15 mei 2014 - De Amerikaanse beurzen sloten lager na overwegend tegenvallende cijfers over de Amerikaanse economie en een teleurstellende outlook van supermarktgigant Wal-Mart.
De Dow Jones Index sloot 1,0 procent lager op 16.447,00 punten. De breder samengestelde S&P 500 leverde 0,9 procent in op 1.870,86 punten, waar techbeurs Nasdaq 0,8 procent lager afvlagde op 4.069,29 punten.
Wall Street kreeg aanvankelijk positieve macrocijfers te verwerken. De wekelijkse steunaanvragen lieten een daling zien tot het laagste aantal aanvragen sinds mei 2007, waar de Empire State Index, een indicator voor de economische bedrijvigheid in de regio van New York, in mei fors steeg tot 19,0 punten, na een stand van 1,3 in april.

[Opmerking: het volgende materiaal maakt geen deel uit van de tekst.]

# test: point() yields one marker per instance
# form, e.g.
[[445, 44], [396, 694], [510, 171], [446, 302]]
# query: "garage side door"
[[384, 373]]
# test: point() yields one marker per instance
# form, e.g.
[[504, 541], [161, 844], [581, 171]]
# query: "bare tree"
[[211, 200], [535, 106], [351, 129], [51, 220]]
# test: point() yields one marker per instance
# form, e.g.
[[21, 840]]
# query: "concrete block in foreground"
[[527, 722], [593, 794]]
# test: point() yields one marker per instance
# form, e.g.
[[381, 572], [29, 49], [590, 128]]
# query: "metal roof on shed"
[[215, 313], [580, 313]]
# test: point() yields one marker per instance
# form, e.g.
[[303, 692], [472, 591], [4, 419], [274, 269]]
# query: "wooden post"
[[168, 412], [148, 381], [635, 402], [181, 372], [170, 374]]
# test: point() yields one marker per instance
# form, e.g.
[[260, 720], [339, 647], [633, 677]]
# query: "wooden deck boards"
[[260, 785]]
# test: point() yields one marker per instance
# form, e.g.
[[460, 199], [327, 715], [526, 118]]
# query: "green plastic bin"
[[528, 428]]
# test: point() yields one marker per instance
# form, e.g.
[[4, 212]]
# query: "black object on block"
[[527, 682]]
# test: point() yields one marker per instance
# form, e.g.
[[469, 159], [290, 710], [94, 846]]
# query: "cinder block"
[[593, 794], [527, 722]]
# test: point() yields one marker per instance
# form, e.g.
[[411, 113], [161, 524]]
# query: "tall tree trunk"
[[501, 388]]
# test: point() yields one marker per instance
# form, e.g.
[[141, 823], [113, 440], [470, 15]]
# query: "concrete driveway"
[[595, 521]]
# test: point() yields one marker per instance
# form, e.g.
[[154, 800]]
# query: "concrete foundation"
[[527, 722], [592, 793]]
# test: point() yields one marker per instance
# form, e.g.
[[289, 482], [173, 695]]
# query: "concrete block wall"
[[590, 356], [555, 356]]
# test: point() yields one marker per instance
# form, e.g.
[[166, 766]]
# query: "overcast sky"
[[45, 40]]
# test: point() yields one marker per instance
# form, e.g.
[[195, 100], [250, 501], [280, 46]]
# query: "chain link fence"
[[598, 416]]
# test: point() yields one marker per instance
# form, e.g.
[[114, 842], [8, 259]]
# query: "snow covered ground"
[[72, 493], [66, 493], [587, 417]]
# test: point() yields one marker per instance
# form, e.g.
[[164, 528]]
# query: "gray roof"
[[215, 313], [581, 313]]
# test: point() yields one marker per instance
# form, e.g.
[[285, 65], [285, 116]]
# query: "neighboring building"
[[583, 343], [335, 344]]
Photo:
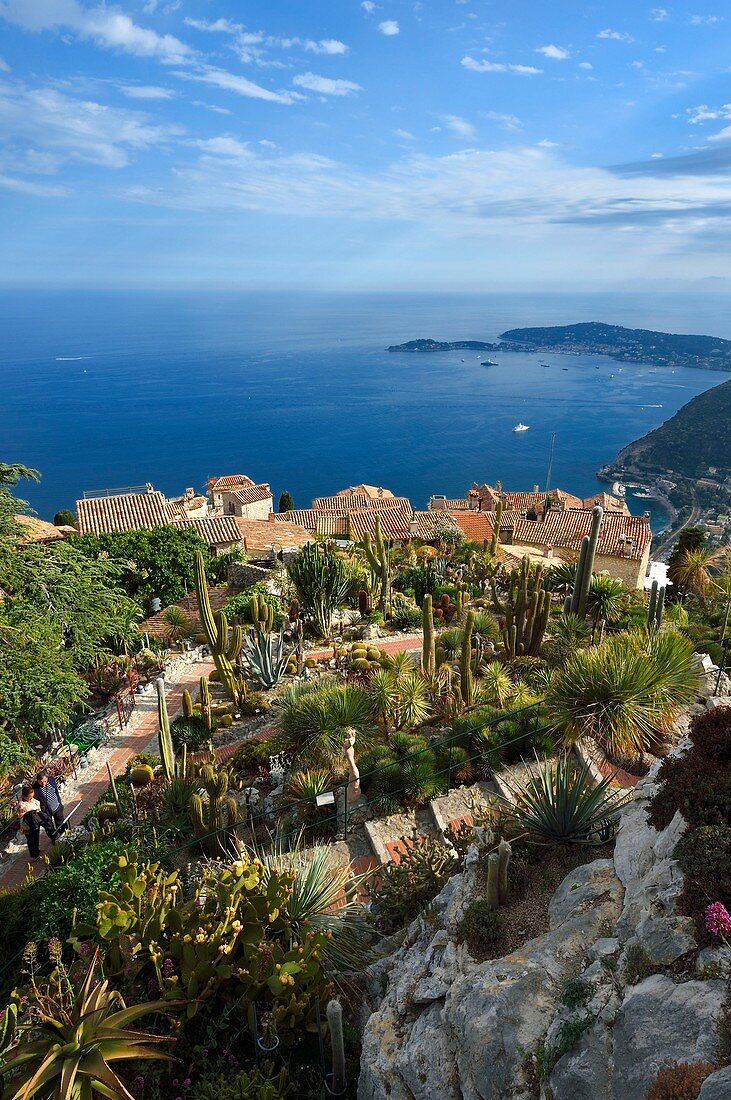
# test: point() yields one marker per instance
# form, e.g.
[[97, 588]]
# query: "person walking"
[[29, 811], [52, 807]]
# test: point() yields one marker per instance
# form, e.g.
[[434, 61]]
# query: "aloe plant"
[[561, 803], [264, 658], [74, 1038]]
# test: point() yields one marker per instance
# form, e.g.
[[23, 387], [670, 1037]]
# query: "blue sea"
[[104, 389]]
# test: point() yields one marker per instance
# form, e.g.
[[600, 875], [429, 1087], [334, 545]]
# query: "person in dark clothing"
[[52, 807], [29, 811]]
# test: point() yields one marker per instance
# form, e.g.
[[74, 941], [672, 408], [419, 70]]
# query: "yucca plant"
[[324, 895], [72, 1037], [321, 581], [560, 803], [265, 659], [623, 693], [314, 719]]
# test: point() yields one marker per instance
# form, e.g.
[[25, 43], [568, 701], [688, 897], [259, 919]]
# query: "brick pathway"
[[135, 741]]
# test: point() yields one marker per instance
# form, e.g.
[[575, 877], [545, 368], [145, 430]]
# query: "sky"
[[336, 144]]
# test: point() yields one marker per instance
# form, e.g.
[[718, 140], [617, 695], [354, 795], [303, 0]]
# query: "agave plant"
[[72, 1037], [321, 581], [324, 895], [264, 659], [560, 803], [623, 693], [316, 717]]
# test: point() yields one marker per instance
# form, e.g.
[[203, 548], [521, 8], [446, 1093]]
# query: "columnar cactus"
[[496, 529], [338, 1080], [164, 738], [428, 651], [585, 568], [523, 612], [466, 681], [377, 554], [655, 607], [216, 628]]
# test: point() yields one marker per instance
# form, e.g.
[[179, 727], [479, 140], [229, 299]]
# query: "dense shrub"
[[480, 927], [705, 857], [679, 1081]]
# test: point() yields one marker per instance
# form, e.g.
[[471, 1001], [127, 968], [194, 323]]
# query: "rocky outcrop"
[[446, 1027]]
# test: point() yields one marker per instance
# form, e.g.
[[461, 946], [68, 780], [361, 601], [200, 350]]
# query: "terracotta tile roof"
[[475, 526], [316, 520], [522, 502], [263, 535], [39, 530], [343, 502], [129, 512], [189, 604], [608, 503], [214, 530], [250, 494], [373, 492], [620, 537], [229, 481]]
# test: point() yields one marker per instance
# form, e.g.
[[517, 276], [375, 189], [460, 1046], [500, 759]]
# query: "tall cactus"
[[428, 651], [655, 606], [466, 680], [585, 568], [338, 1080], [216, 628], [377, 554], [524, 611], [164, 738], [496, 529]]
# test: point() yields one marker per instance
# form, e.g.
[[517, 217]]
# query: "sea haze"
[[106, 389]]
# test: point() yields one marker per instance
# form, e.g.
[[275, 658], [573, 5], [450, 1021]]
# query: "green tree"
[[154, 563]]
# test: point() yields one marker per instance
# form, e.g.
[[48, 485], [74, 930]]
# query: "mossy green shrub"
[[190, 732], [698, 782], [239, 606], [480, 927], [400, 891]]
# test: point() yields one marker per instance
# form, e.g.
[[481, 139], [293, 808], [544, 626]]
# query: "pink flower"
[[718, 920]]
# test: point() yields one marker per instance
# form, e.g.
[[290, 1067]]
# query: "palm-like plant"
[[624, 692], [605, 597], [560, 803], [324, 895], [694, 572], [74, 1035], [321, 581], [177, 624], [314, 721]]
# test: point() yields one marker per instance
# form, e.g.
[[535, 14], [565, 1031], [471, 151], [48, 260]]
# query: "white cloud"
[[616, 35], [67, 129], [240, 85], [485, 66], [507, 121], [112, 30], [555, 53], [458, 127], [145, 91], [324, 85]]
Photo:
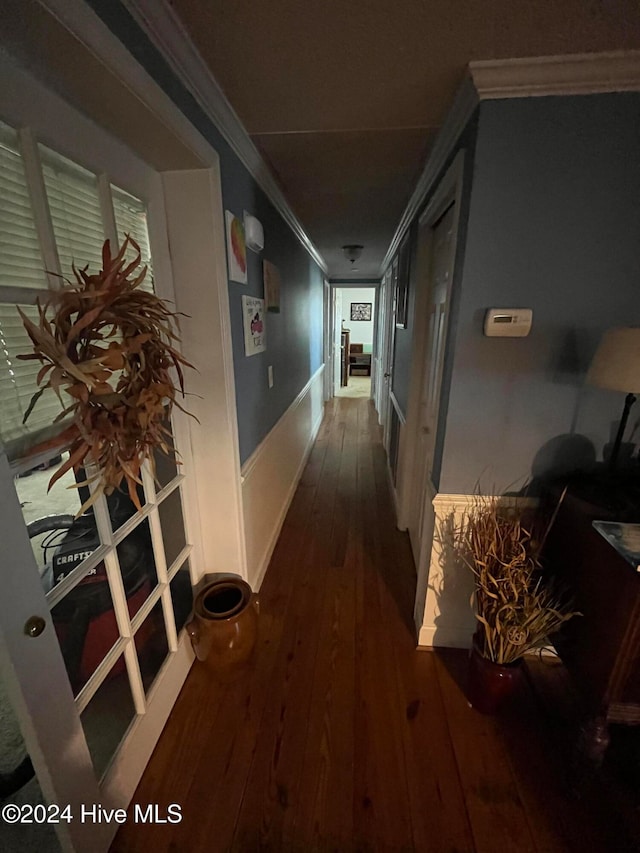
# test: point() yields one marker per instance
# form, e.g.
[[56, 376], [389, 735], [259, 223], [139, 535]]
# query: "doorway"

Consumentenprijzen bleken daarentegen in april op jaarbasis met twee procent te zijn gestegen, na een stijging van 1,5 procent in maart. “Dit niveau [van de inflatie] legt het vraagstuk over een renteverhoging weer op tafel”, aldus handelaar Serge Enneman van ABN AMRO. Een renteverhoging staat haaks op het ruime monetaire beleid van de Federal Reserve, dat algemeen wordt beschouwd als een aanjager van de aandelenmarkten.
Ook het cijfer over de Amerikaanse industriële productie bleek een tegenvaller. De productie van de maakindustrie, mijnbouw en nutsbedrijven nam in april op maandbasis af met 0,6 procent na een herziene groei van 0,9 procent in maart. De bezettingsgraad van de industrie daalde bovendien van een herziene 79,3 procent in maart, naar 78,6 procent in april.
Tot slot bleek ook de bedrijvigheid in de industrie in de regio rond Philadelphia in mei te zijn gedaald. De Philly Fed index daalde van 16,6 in april, de hoogste stand sinds september, naar 15,4.